Остаток дня был потрачен на растопку печи, уборку и приготовление каши. В комнате становилось все теплее и уютнее, и к вечеру я смогла снять куртку и сменить кроссовки на тапочки. Каша, на удивление, почти не сгорела. Я вытащила ее из печки вслед за сковородой с картошкой. Естественно, моя светлость прижгла себе пару пальцев о чугунок, но это была «малая кровь»: устанавливать баллоны с газом я побоялась. Взлет в воздух вместе со всем деревянным никак не входил в мои планы.
Наскоро умывшись и ополоснув руки ледяной водой, я уселась у печки. День заканчивался, и было даже непонятно, как я умудрилась потратить столько времени на казавшиеся простыми дела. За окном бушевал ветер, нагоняя тучи и заслоняя вышедшую на пост затуманенную луну, а в печке приятно потрескивали поленья, наполняя комнату запахами старого дерева. Успокоившись и устроившись в огромном кресле-качалке перед огнем, я стала вслушиваться в тихую музыку наступившего вечера. На душе стало спокойно, как никогда за последние месяцы. Привычка засыпать и просыпаться под шум проспекта может заставить забыть о том, что бывают такие умиротворяющие ночи…

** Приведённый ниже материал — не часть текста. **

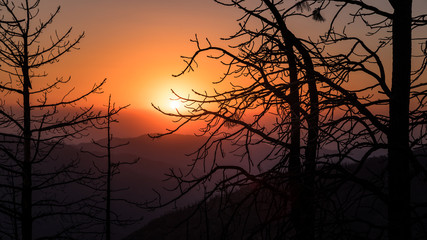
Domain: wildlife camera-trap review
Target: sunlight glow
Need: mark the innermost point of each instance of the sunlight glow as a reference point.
(174, 104)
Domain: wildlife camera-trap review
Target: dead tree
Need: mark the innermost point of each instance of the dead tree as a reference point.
(350, 122)
(35, 123)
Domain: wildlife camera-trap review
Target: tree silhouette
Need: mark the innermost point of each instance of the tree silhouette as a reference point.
(316, 102)
(35, 123)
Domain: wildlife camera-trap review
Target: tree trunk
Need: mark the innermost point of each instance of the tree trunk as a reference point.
(398, 137)
(26, 201)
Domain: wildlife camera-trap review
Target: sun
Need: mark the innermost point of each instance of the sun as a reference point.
(174, 104)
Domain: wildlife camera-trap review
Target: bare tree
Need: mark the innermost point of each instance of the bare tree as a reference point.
(35, 123)
(282, 77)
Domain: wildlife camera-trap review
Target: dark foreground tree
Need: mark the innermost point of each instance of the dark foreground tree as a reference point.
(35, 121)
(290, 94)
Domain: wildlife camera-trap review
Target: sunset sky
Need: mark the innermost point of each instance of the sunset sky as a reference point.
(137, 46)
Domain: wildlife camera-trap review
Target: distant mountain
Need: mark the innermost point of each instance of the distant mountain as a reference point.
(348, 210)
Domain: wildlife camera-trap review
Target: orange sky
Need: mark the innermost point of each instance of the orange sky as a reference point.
(137, 46)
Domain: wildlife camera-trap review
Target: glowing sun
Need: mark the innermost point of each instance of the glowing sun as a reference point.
(174, 104)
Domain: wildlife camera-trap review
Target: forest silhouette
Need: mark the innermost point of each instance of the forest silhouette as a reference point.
(312, 138)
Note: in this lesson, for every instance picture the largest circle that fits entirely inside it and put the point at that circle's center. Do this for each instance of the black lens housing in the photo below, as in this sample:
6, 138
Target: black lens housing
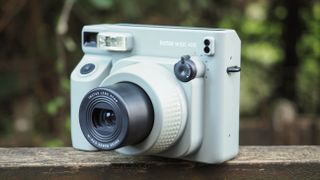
115, 116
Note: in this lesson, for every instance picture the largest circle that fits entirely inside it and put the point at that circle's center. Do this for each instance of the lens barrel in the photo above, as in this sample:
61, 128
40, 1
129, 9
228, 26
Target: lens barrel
115, 116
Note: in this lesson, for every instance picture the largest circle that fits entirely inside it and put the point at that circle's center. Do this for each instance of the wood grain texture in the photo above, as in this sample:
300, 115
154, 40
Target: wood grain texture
253, 162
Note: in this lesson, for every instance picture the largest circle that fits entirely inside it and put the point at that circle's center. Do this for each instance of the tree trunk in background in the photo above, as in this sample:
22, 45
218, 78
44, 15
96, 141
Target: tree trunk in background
292, 32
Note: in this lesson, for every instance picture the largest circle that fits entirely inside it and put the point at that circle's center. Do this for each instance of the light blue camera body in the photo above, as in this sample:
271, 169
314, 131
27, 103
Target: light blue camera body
191, 76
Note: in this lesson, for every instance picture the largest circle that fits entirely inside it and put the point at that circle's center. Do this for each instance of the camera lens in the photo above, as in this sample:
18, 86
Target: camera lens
206, 49
115, 116
206, 42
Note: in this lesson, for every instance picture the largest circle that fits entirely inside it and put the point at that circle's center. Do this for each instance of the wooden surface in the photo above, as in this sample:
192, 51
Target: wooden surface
253, 162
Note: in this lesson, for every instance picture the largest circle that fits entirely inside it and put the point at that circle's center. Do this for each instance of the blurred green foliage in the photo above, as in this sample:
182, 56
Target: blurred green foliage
40, 47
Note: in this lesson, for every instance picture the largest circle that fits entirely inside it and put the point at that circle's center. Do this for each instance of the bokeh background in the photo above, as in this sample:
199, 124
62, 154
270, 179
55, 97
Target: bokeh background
280, 81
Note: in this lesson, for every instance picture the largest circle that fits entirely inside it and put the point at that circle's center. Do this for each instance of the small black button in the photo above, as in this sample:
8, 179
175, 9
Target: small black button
185, 70
87, 68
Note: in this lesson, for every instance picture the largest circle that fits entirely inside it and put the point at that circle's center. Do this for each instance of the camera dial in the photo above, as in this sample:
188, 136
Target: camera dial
186, 69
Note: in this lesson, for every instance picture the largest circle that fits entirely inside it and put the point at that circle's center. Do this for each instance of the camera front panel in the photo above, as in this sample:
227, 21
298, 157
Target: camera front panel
217, 49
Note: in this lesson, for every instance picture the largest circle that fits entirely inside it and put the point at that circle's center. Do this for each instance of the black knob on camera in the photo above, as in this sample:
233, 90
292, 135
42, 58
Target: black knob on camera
185, 70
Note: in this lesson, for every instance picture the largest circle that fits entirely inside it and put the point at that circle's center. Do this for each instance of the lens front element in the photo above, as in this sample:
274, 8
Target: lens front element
115, 116
104, 119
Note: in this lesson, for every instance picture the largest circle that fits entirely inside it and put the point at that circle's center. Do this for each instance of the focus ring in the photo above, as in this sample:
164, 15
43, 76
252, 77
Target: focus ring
169, 103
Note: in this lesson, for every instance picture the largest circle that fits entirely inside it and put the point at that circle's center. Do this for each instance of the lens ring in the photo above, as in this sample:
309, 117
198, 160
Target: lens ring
97, 133
133, 115
98, 138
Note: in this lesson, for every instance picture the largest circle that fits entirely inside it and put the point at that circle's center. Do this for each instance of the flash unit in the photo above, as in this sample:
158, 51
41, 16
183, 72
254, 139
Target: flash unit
115, 41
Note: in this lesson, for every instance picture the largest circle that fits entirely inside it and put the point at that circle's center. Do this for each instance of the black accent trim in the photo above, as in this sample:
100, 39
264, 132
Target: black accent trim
185, 70
233, 69
90, 39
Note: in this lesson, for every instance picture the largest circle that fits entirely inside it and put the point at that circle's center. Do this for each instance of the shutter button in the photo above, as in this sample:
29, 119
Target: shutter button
87, 68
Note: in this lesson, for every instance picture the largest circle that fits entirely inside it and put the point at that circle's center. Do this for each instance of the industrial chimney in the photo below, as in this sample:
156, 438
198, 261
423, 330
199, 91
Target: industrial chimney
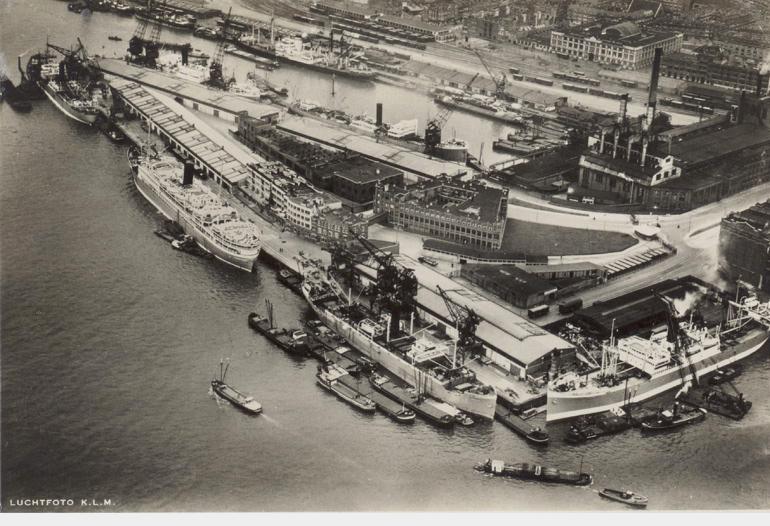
189, 170
652, 100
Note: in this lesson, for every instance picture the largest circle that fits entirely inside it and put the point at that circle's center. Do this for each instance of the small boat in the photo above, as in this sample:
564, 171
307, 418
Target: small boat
536, 472
463, 419
327, 377
238, 399
726, 374
672, 419
626, 497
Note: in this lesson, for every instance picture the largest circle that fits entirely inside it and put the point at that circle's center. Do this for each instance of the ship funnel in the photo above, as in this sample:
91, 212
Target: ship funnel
189, 170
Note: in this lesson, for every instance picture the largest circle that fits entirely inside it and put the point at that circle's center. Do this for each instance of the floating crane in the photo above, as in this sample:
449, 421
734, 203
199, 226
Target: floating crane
466, 322
216, 75
396, 286
143, 50
678, 338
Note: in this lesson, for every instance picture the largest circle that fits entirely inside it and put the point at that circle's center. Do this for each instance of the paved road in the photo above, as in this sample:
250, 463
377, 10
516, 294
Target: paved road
460, 59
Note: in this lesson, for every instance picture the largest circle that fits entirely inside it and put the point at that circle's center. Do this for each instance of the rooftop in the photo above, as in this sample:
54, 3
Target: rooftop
360, 170
193, 134
712, 146
624, 34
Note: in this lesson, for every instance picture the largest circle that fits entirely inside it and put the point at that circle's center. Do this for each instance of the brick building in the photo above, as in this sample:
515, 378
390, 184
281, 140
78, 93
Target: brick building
744, 246
623, 44
464, 213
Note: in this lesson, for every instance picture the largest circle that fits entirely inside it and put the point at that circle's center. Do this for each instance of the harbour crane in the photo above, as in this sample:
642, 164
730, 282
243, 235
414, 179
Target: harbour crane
466, 322
216, 74
500, 82
144, 50
396, 286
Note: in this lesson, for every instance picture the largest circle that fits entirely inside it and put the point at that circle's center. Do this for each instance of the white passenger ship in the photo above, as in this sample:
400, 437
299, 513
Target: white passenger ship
205, 216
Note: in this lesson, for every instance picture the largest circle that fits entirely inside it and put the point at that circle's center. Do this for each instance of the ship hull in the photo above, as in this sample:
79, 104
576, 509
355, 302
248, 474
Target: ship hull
63, 106
240, 261
483, 112
563, 405
477, 404
347, 73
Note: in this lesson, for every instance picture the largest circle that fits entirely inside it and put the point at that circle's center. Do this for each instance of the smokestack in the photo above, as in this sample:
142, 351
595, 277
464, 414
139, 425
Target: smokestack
652, 100
189, 169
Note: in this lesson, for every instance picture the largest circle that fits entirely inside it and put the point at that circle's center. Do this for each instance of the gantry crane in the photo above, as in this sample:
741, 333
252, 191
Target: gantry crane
500, 82
396, 286
145, 51
216, 74
466, 322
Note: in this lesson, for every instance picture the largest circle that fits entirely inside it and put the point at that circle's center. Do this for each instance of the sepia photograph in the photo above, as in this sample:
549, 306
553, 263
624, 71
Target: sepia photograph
443, 257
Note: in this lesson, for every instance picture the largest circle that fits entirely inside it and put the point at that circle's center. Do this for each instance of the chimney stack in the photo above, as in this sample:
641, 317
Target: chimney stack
187, 177
652, 100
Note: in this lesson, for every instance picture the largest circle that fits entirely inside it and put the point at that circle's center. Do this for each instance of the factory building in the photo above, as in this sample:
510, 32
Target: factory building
713, 67
744, 246
623, 45
351, 177
510, 283
634, 162
463, 213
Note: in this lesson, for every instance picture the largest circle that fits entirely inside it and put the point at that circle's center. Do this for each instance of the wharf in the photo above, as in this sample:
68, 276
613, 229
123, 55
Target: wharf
516, 342
400, 157
717, 401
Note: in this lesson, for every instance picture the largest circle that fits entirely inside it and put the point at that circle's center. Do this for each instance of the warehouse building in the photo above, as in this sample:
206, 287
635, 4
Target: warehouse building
510, 283
463, 213
744, 246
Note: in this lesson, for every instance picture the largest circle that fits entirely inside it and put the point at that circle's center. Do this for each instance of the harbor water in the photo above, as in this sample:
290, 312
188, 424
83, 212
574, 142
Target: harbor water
110, 339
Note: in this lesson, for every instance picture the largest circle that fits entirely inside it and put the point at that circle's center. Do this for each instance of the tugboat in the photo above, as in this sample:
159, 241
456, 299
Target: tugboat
535, 472
626, 497
726, 374
674, 418
241, 401
328, 376
293, 341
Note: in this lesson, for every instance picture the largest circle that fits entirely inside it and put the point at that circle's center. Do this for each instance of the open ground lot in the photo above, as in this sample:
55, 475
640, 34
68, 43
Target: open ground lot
534, 238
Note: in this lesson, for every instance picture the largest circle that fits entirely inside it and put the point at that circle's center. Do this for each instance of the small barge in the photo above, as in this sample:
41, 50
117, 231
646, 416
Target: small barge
292, 341
533, 435
241, 401
328, 377
673, 419
525, 471
717, 401
410, 399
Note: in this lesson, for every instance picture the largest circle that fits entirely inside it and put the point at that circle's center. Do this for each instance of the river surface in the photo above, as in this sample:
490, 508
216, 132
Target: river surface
110, 338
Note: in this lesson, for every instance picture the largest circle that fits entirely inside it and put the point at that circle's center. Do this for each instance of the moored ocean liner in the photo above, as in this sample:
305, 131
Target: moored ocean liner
201, 213
420, 358
635, 369
70, 81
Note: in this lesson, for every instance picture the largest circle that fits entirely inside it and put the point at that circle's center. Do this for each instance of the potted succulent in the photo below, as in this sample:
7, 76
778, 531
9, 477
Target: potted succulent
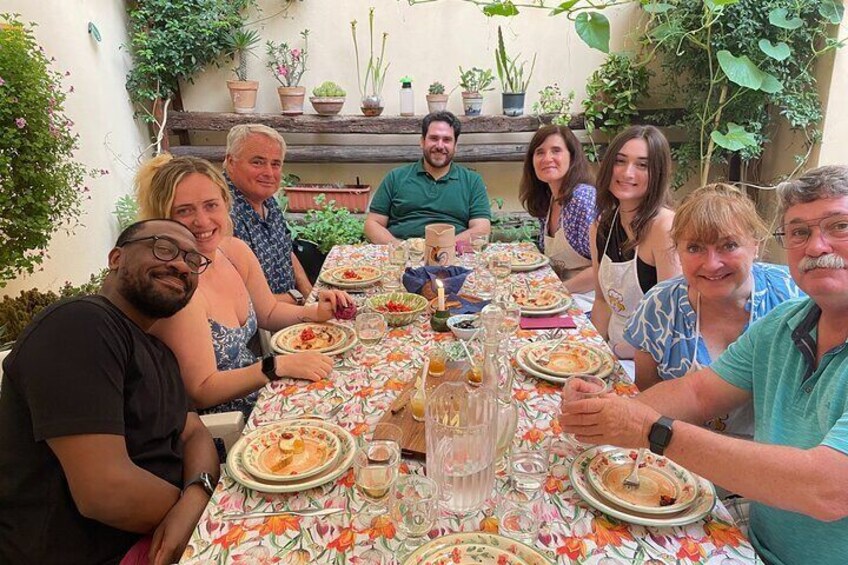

Я решила продлить удовольствие и полезла в рюкзак за журналом, но наткнулась на что-то жесткое. К своему удивлению, я вытащила на свет книгу давешнего знакомого, который так рьяно втюхивал мне литературу для поисков себя и всего остального. Вот настырный! Пролистав несколько глав и убедившись, что это действительно бред сумасшедшего, я отложила книгу на приступ печки, чтобы разжечь в следующий раз огонь. Совесть молчала, хотя о подобном кощунстве я помышляла впервые.
Читать было абсолютно нечего. Пришлось забираться на печку, где были разбросаны старые газеты и фолианты, за нечитабельностью отправленные в ссылку. Классика перемешалась с потертыми детективами в тонких обложках, тут же валялись и детские сказки, которыми убаюкивали меня и остальную родню из поколения в поколение. Теперь же они смотрели с немым укором, растрепанные и пожелтевшие от небрежного детского обращения и собственной старости.
Я увлеклась одной из картинок из сказок Андерсена, оперлась о хлипкую стопку и сдвинула ее в сторону. Одна из книг вылетела из общей груды и шлепнулась на пол. Беглянкой оказалась моя давняя знакомая – потертая брошюра, сшитая вручную. Когда-то я вытащила ее из газет и хвороста, приготовленных для растопки бани. Давно не виделись. По краям книжка была обожжена, но страницы еще силились держаться друг друга. Тогда мне было лет шесть, и я подумала, что, наверное, это очень древняя книга, по которой можно понять то, что происходило множество лет назад. Но, так и не сумев докопаться до сути, мы с подругами закинули ее подальше: все равно ничего не понять. Может, теперь?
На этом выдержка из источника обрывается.